Étant donnée la diversité pédologique que renferme la forêt de Dorigny (bruni-, calci-, fluvio- et anthroposol), nous pouvons nous demander à juste titre comment se distribue la faune de ces sols. Y a-t-il des différences d’abondance et de diversité de la faune édaphique entre les cinq sites étudiés ? Pour répondre à cette question, une étude comparative de la méso- et macrofaune – notamment des populations de vers de terre – des sols de Dorigny a été entreprise au printemps 2017 sur les sites 1 à 5. Ce sont les résultats associés aux vers de terre qui sont présentés dans les paragraphes suivants.

Comment les étudier ?

Il existe de nombreuses méthodes de mesures indirectes (dénombrement des traces d’activités) ou directes (dénombrement des individus) des populations de vers de terre, plus ou moins accessibles.
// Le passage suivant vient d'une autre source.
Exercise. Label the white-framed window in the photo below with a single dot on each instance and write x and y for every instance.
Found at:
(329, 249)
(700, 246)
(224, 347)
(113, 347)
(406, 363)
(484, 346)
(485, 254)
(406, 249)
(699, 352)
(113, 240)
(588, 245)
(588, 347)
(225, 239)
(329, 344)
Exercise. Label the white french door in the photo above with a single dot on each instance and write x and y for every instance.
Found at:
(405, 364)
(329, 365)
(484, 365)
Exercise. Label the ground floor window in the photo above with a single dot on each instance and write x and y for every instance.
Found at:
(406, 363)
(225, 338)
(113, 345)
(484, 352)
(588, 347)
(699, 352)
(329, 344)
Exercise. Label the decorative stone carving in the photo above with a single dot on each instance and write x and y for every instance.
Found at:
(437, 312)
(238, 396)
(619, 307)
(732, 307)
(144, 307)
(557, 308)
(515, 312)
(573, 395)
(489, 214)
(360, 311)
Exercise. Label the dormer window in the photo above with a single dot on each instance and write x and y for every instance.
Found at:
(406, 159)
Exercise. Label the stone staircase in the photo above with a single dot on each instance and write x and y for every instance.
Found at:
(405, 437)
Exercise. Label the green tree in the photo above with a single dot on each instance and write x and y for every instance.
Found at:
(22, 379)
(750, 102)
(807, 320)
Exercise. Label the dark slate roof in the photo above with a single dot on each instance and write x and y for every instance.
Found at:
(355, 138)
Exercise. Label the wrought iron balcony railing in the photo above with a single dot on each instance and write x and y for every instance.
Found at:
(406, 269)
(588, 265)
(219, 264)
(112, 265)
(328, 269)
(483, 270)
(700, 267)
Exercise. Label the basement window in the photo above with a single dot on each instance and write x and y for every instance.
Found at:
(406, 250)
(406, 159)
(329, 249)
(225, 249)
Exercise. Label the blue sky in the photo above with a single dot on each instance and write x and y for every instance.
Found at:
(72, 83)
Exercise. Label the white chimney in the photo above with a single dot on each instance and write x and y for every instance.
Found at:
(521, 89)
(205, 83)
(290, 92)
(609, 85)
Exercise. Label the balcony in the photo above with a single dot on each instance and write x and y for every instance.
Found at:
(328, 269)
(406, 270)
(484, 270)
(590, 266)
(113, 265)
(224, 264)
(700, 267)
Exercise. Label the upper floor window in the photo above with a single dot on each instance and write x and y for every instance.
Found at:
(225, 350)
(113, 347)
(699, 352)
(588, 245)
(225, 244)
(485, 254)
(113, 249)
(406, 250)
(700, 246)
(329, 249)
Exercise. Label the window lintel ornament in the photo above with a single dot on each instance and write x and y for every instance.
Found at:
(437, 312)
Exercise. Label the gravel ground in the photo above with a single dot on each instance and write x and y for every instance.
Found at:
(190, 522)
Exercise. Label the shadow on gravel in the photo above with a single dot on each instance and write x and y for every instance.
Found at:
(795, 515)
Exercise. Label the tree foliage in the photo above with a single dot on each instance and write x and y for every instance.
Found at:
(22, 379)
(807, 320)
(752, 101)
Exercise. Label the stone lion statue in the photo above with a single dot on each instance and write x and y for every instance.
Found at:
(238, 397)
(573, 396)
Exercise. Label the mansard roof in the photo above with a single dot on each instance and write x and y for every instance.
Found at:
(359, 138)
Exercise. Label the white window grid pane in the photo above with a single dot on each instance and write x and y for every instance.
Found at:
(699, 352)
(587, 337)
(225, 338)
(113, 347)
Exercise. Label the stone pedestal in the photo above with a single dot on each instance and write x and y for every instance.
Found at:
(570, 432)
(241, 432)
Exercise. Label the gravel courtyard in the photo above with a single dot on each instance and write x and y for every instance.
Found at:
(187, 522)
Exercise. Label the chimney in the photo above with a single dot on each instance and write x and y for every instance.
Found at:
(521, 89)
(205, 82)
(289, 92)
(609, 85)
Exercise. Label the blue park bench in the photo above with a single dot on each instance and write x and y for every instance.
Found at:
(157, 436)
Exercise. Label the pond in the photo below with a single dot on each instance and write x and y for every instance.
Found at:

La présence de vers de terre anéciques peut facilement être détectée par leurs turricules, soient leurs « crottes » organo-minérales qu’ils laissent à la surface du sol au fur et à mesure qu’ils construisent leurs galeries. Dénombrer les turricules peut donc donner une estimation de l’activité des vers de terre anéciques. Cette méthode facile à mettre en place a été employée dans le cadre de cette étude.

Mais pour en savoir davantage sur les populations de vers de terre, une méthode directe de recensement des vers de terre a aussi été déployée. Elle consiste à récolter les vers de terre à la surface de manière manuelle (pour les épigés) ou de manière induite par extraction à la farine de moutarde (pour les endogés et anéciques). Peu destructive pour la structure du sol, cette dernière consiste à provoquer la fuite des vers de terre des profondeurs vers la surface par infiltration dans le sol d’une solution de farine de moutarde aux substances actives irritantes pour la peau sensible des vers de terre. Après identification et classification des individus récoltés, leur nombre (abondance) et leur masse (biomasse) par unité de surface sont indicateurs de densité de population.

Résultats

Ainsi, le graphique ci-dessous vous montre la densité de turricules à la surface du sol pour les cinq sites étudiés:

Excepté le site du fluviosol typique, les densités de turricules sont comparables entre les sites (entre 19 et 26 turricules par mètre carré en moyenne). Ainsi, le fluviosol ne semblerait pas adéquat à l’établissement d’une population d’anéciques actifs… mais qu’en est-il des autres populations (vers épigés et endogés) ?

Pour le savoir, penchons-nous sur les résultats fournis par la méthode directe (extraction à la farine de moutarde):

Ces résultats confirment la tendance déjà suspectée par les densités de turricules, mais permettent d’affiner le propos: dans le fluviosol, en plus de la quasi-absence des anéciques, les vers de terre épigés semblent être exclusifs ! Comment expliquer cela ? La texture sableuse du sol est probablement un facteur limitant l’établissement à la fois des vers anéciques et endogés, dont le caractère abrasif est très défavorable à la peau sensible des vers de terre ! La construction de galeries s’avère pour ces derniers fastidieux…

D’autres constats intéressants peuvent être soutirés du ces résultats. La population d’endogés semble la plus variable. Pourquoi sont-ils plus abondants dans l’anthroposol? Cela s’explique probablement par la combinaison d’un pH plus élevé (en comparaison aux brunisols) et de la texture plus fine (en comparaison au fluviosol) favorable à l’établissement des endogés.

Nous avons donné ici quelques pistes d’interprétation de ces résultats, mais elles ne sont pas uniques et irréfutables!